The present study has a few limitations that should be noted. First, it assumed that all prescribed g-csf doses (as recorded in the medical charts) were administered, regardless of the administration route (subcutaneous self-administration or intravenous infusion in the health care centre). Second, the reason for the g-csf selection (fil vs. peg), the rationale for immediate or delayed use of g-csf, and the duration of g-csf administration are not always systematically documented in patient medical records. Third, only the index administration was reported at the patient level, and therefore any change in the g-csf agent (for example, fil used initially, with a subsequent switch to peg in another cycle, or vice versa) is not reported. Fourth, the sample in our study is based on a small number of outpatient cancer clinics in Ontario and Quebec, which might affect the representativeness of the results and the interpretation for some of the tumour types. In Quebec, peg is not covered by provincial health insurance and therefore only patients with private insurance are able to access it, which explains the low use of peg in that province. In addition, to be able to conduct the study with a large enough sample of patients, only sites with high g-csf use, based on a site qualification questionnaire, were selected; the results will therefore be generalizable only to such high-usage sites. Fifth, the data related to fn events and fn-related hospitalizations for patients receiving fil prophylaxis reflect only an exploratory analysis; future studies to confirm those findings are needed.
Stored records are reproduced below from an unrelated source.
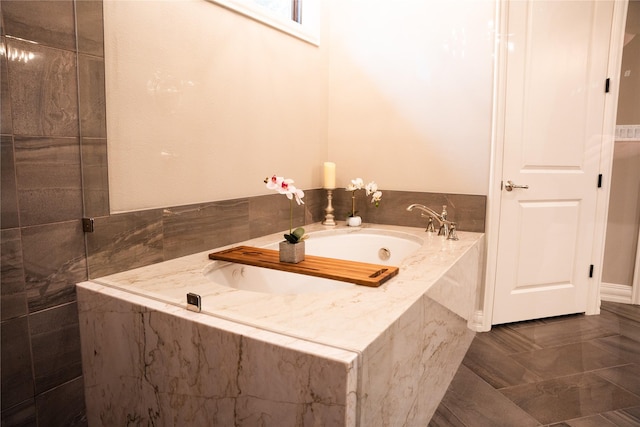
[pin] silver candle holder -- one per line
(328, 216)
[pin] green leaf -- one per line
(291, 238)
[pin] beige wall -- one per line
(410, 93)
(629, 98)
(202, 102)
(624, 201)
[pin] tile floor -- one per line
(578, 371)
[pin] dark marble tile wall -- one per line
(42, 245)
(124, 241)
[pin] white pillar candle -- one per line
(329, 175)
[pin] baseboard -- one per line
(476, 323)
(616, 293)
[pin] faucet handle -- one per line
(452, 232)
(430, 227)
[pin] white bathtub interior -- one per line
(370, 246)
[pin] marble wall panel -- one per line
(47, 22)
(303, 390)
(89, 27)
(54, 261)
(154, 367)
(95, 177)
(55, 340)
(195, 228)
(459, 289)
(91, 92)
(5, 104)
(63, 405)
(12, 286)
(466, 210)
(44, 93)
(17, 380)
(8, 191)
(125, 241)
(407, 370)
(48, 179)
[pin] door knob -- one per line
(510, 185)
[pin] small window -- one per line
(285, 9)
(295, 17)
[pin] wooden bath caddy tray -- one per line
(360, 273)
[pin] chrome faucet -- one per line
(447, 228)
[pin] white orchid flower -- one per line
(371, 188)
(356, 184)
(377, 195)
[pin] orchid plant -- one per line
(285, 186)
(371, 189)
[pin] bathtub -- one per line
(370, 246)
(346, 356)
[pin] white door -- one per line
(553, 122)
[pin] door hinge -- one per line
(87, 225)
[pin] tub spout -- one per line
(447, 228)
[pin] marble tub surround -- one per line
(402, 345)
(308, 316)
(159, 364)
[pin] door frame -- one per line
(483, 316)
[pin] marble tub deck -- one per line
(356, 356)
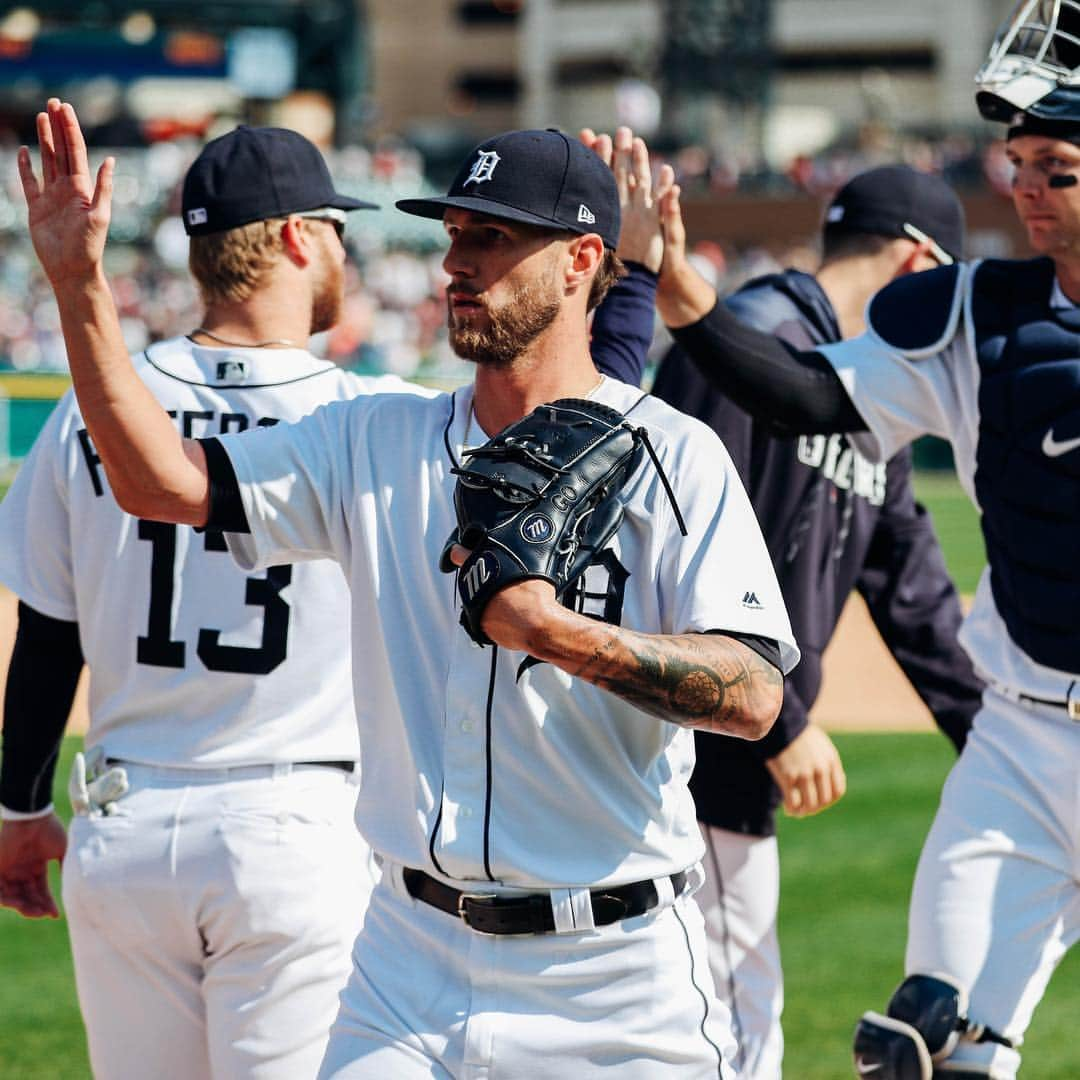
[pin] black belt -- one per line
(489, 914)
(343, 766)
(1070, 704)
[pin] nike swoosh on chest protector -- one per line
(1053, 448)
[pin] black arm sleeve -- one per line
(793, 391)
(917, 612)
(41, 682)
(226, 507)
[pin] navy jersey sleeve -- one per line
(796, 391)
(915, 606)
(623, 324)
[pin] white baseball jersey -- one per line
(188, 659)
(539, 781)
(901, 399)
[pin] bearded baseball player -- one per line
(214, 879)
(986, 355)
(527, 781)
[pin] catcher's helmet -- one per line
(1034, 66)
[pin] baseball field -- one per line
(846, 874)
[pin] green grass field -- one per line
(846, 880)
(956, 522)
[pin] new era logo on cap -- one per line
(539, 177)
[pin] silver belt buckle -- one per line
(1072, 703)
(462, 913)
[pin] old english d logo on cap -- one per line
(537, 177)
(483, 167)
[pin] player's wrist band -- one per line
(8, 814)
(488, 914)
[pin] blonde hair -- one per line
(229, 266)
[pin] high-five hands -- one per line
(642, 237)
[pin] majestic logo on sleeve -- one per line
(483, 167)
(1053, 448)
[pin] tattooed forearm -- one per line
(698, 680)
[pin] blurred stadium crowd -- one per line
(394, 314)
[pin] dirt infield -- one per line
(863, 688)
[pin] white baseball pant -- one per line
(996, 902)
(739, 901)
(430, 998)
(212, 918)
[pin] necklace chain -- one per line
(243, 345)
(472, 412)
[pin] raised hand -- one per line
(68, 215)
(642, 238)
(683, 295)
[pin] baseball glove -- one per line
(539, 500)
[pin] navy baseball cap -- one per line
(539, 177)
(255, 173)
(900, 201)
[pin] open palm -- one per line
(68, 215)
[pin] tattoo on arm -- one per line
(696, 680)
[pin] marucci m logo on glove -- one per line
(536, 528)
(478, 574)
(542, 499)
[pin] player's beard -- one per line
(510, 328)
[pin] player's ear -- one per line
(585, 255)
(295, 241)
(914, 256)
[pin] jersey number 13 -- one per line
(159, 648)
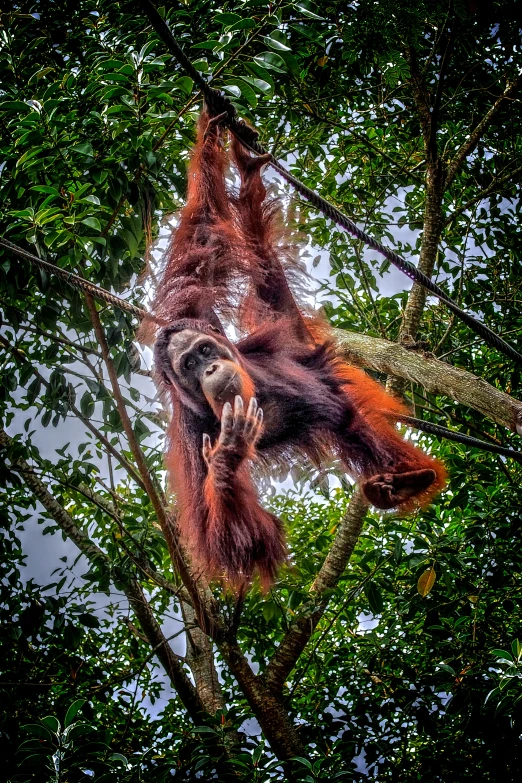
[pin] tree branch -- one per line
(467, 148)
(203, 600)
(288, 652)
(130, 586)
(435, 376)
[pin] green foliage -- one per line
(96, 121)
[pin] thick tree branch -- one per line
(302, 628)
(435, 376)
(265, 704)
(200, 658)
(130, 586)
(475, 136)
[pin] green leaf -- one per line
(92, 223)
(38, 730)
(83, 149)
(426, 582)
(51, 723)
(272, 61)
(308, 9)
(277, 40)
(243, 24)
(374, 596)
(226, 18)
(87, 405)
(89, 620)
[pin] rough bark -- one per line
(267, 706)
(200, 658)
(435, 376)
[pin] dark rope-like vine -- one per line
(80, 283)
(219, 104)
(106, 296)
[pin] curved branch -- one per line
(475, 136)
(435, 376)
(298, 636)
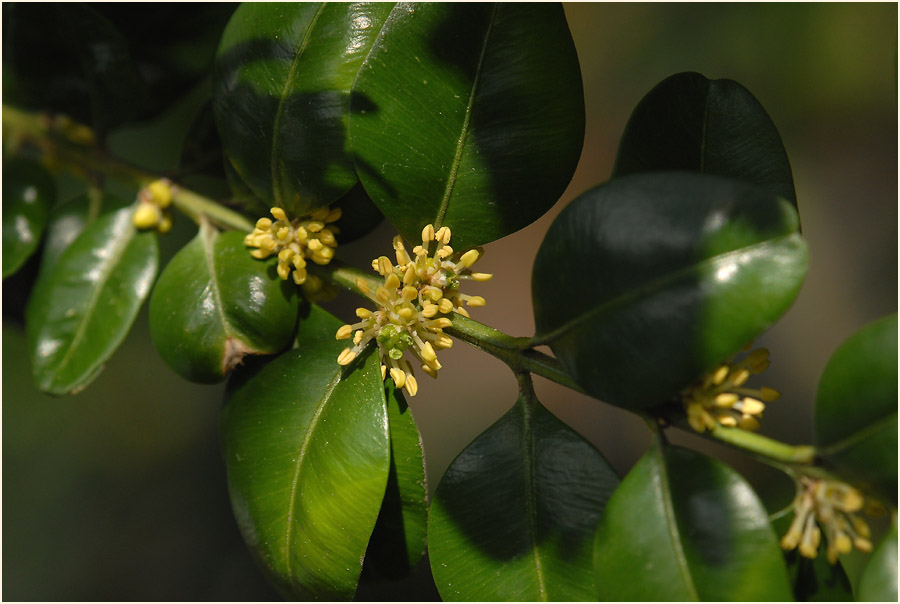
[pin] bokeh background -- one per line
(119, 493)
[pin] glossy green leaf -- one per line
(28, 193)
(813, 580)
(307, 452)
(83, 306)
(688, 122)
(513, 518)
(398, 541)
(856, 408)
(644, 283)
(67, 221)
(282, 83)
(468, 115)
(879, 578)
(683, 526)
(214, 304)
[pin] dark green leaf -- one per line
(646, 282)
(468, 115)
(28, 193)
(83, 306)
(68, 220)
(814, 580)
(282, 84)
(398, 541)
(683, 526)
(307, 451)
(688, 122)
(214, 304)
(879, 578)
(514, 516)
(856, 408)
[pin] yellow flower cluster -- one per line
(293, 241)
(721, 398)
(412, 306)
(834, 505)
(153, 210)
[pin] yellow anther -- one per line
(346, 357)
(146, 216)
(398, 376)
(412, 386)
(468, 259)
(726, 399)
(720, 375)
(161, 190)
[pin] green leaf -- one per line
(83, 306)
(214, 304)
(398, 541)
(856, 408)
(514, 516)
(643, 284)
(879, 578)
(67, 221)
(307, 451)
(814, 580)
(28, 193)
(282, 83)
(688, 122)
(683, 526)
(468, 115)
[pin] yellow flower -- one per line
(833, 504)
(721, 398)
(412, 307)
(293, 241)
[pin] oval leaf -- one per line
(83, 306)
(879, 578)
(648, 281)
(214, 304)
(398, 541)
(282, 83)
(468, 115)
(688, 122)
(856, 408)
(28, 193)
(514, 516)
(307, 451)
(683, 526)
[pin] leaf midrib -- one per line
(108, 267)
(672, 524)
(464, 134)
(301, 456)
(288, 83)
(649, 286)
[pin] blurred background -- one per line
(119, 493)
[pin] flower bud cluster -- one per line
(413, 306)
(154, 206)
(833, 504)
(720, 397)
(295, 241)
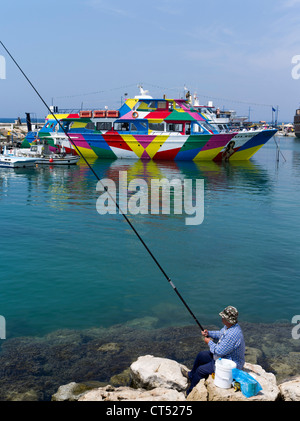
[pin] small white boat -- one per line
(10, 160)
(44, 156)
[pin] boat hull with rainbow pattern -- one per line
(157, 129)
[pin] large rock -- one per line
(150, 372)
(207, 390)
(110, 393)
(290, 391)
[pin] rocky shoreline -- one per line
(33, 367)
(161, 379)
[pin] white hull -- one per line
(67, 160)
(16, 162)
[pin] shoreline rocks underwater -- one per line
(34, 368)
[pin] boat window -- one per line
(152, 105)
(121, 127)
(138, 126)
(174, 127)
(162, 105)
(65, 125)
(157, 126)
(90, 126)
(197, 128)
(104, 125)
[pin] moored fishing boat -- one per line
(44, 156)
(9, 159)
(297, 123)
(148, 128)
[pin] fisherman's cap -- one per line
(230, 314)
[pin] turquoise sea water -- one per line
(63, 265)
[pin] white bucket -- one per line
(223, 373)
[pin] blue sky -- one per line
(90, 52)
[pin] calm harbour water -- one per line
(64, 266)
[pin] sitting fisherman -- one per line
(230, 345)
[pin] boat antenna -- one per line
(105, 188)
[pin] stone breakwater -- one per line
(161, 379)
(34, 367)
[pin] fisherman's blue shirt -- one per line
(231, 344)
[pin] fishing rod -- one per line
(105, 188)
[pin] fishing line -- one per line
(98, 178)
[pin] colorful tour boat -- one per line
(148, 128)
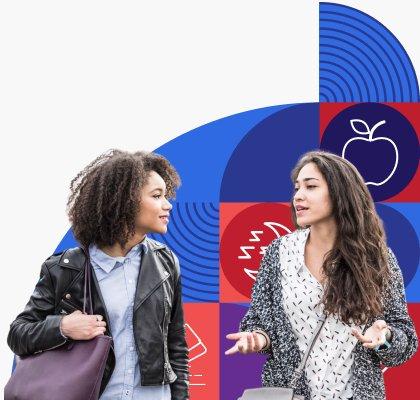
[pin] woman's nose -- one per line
(298, 195)
(167, 205)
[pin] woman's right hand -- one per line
(246, 342)
(79, 326)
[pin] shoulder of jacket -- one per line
(71, 258)
(155, 245)
(170, 257)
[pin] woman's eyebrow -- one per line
(306, 179)
(157, 189)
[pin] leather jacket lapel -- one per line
(152, 274)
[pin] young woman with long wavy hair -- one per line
(335, 265)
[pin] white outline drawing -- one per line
(369, 132)
(199, 342)
(252, 273)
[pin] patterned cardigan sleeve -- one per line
(261, 309)
(404, 339)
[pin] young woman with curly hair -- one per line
(114, 203)
(336, 266)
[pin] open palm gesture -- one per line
(375, 335)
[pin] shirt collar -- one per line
(107, 262)
(301, 242)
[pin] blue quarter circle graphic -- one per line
(361, 60)
(201, 155)
(259, 168)
(402, 236)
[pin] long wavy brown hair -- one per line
(356, 268)
(105, 196)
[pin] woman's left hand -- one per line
(374, 336)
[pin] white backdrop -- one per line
(80, 77)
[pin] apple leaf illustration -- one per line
(355, 123)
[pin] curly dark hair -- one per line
(105, 196)
(356, 268)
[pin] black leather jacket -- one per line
(158, 319)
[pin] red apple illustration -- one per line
(369, 133)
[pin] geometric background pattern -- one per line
(236, 190)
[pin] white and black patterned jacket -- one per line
(266, 313)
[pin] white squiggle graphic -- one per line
(369, 132)
(255, 238)
(244, 250)
(252, 273)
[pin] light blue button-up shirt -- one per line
(117, 277)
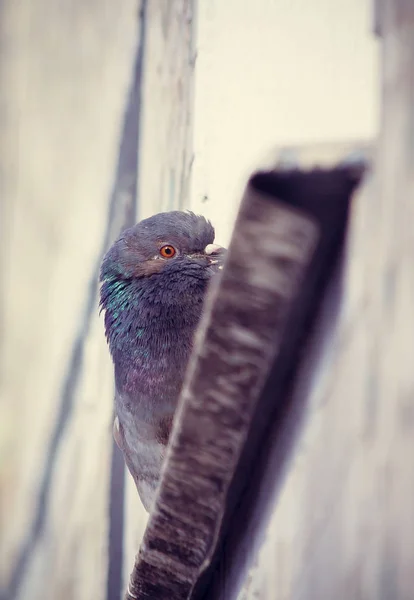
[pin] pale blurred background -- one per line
(223, 85)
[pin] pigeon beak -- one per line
(214, 250)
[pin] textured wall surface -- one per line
(273, 73)
(342, 527)
(68, 184)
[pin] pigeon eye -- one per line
(167, 251)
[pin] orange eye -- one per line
(167, 251)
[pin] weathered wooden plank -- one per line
(342, 526)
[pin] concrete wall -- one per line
(68, 185)
(272, 73)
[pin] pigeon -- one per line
(154, 280)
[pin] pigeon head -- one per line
(157, 272)
(165, 243)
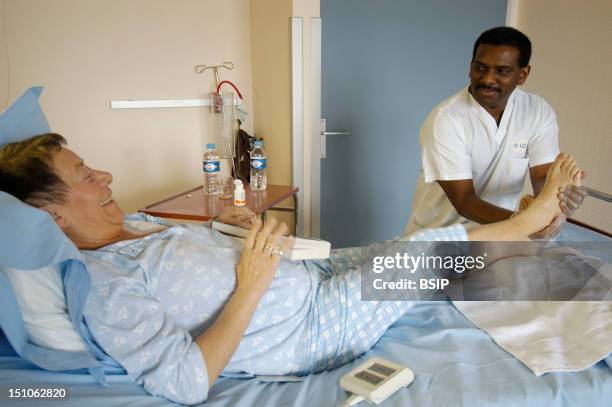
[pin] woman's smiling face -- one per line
(89, 206)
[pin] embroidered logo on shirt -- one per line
(519, 146)
(519, 149)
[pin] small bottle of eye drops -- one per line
(239, 195)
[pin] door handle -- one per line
(324, 134)
(334, 133)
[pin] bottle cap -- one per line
(239, 195)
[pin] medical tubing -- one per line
(232, 85)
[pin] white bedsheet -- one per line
(551, 336)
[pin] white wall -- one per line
(87, 53)
(571, 68)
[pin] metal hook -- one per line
(227, 65)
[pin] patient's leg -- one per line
(541, 211)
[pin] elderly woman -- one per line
(179, 306)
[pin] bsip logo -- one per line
(519, 146)
(211, 166)
(258, 164)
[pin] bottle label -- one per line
(258, 163)
(211, 166)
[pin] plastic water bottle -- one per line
(211, 169)
(259, 181)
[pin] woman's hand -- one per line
(254, 274)
(261, 256)
(238, 216)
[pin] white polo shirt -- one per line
(461, 140)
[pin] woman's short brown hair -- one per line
(26, 170)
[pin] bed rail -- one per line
(597, 195)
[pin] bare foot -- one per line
(545, 206)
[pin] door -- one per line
(385, 65)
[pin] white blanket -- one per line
(552, 336)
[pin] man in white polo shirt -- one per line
(478, 145)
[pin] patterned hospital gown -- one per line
(150, 297)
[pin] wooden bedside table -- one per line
(194, 205)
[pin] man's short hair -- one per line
(26, 170)
(506, 36)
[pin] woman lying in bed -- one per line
(179, 306)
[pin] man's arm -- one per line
(538, 177)
(462, 195)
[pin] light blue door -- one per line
(385, 65)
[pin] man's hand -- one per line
(238, 216)
(571, 198)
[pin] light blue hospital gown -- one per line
(151, 296)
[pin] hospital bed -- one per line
(455, 363)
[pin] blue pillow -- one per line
(23, 119)
(30, 239)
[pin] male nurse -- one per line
(479, 145)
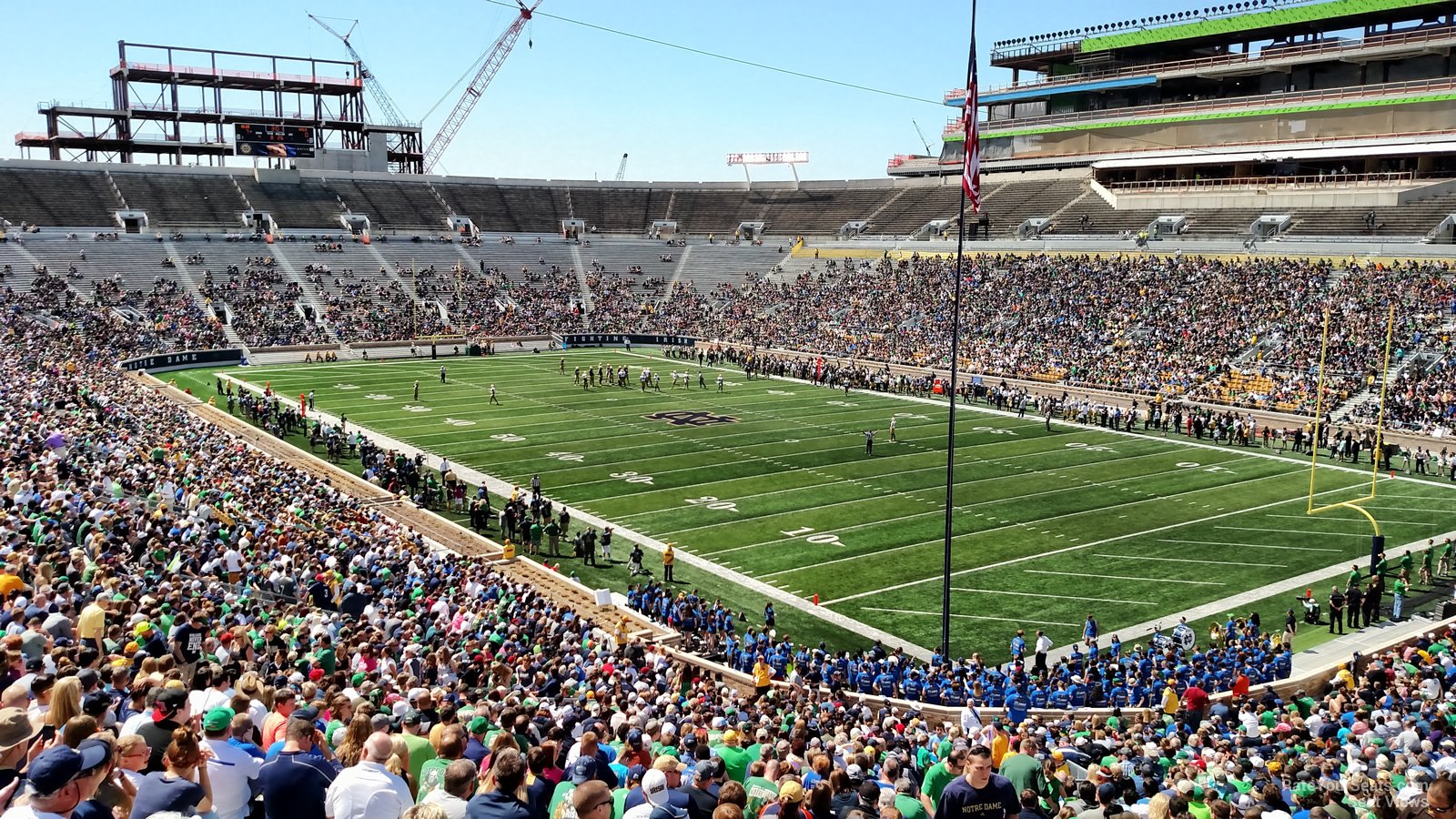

Finally, the use of g-csf in daily practice does not always conform to clinical practice guidelines, and reasons for such deviations are not always evident in a chart review. Furthermore, the delay categories chosen for the present study were based on the product monographs, which state that g-csf administration should occur at least 24 hours after chemotherapy. The observed percentage of patients experiencing a delay in g-csf administration might have been lower if the definition of “no delay” were to be expanded (for example, within 48 hours after chemotherapy); however, the substantial differences between patients receiving delayed administration of fil compared with those receiving delayed administration of peg are unlikely to change. Future studies could investigate the impact of using different time frames for the definition of delay in g-csf administration.

5. CONCLUSIONS

Our study shows how the use of g-csfs in actual clinical practice varies from clinical guideline recommendations. In the present study, fil was the g-csf more commonly prescribed in a sample of medical records from two provinces (particularly in Quebec, where peg is not available under provincial insurance coverage), and most first g-csf prescriptions were for primary prophylaxis. In the records of patients that showed fil administration, fn and fn-related hospitalizations were observed, but further studies are required to investigate the impact of delayed administration on such events.

6. ACKNOWLEDGMENTS

The authors thank the research coordinators at each site who were responsible for extracting data from the medical records. The authors also acknowledge the writing assistance of Tara Cowling, of Medlior Health Outcomes Research Ltd.

Footnotes

a

An initial list was provided by Amgen Canada. Sites identified by Amgen received a “qualification questionnaire” to determine whether the patient population using g-csf was large enough to provide a sufficient sample size. One of the questions was: “Please indicate if 40 cases (between 01-Jan-2008 and 01-Jan-2009) can be identified at your centre?”

b

The reason for g-csf administration was recorded in the chart and abstracted verbatim. The reasons were then adjudicated by the clinical advisors as fitting into one of the study categories: primary prophylaxis, secondary prophylaxis, rescue therapy, and other.

7. CONFLICT OF INTEREST DISCLOSURES

Unrestricted funding for this project was provided by Amgen Canada. NM has received fellowship funding and consultancy funding from Amgen Canada.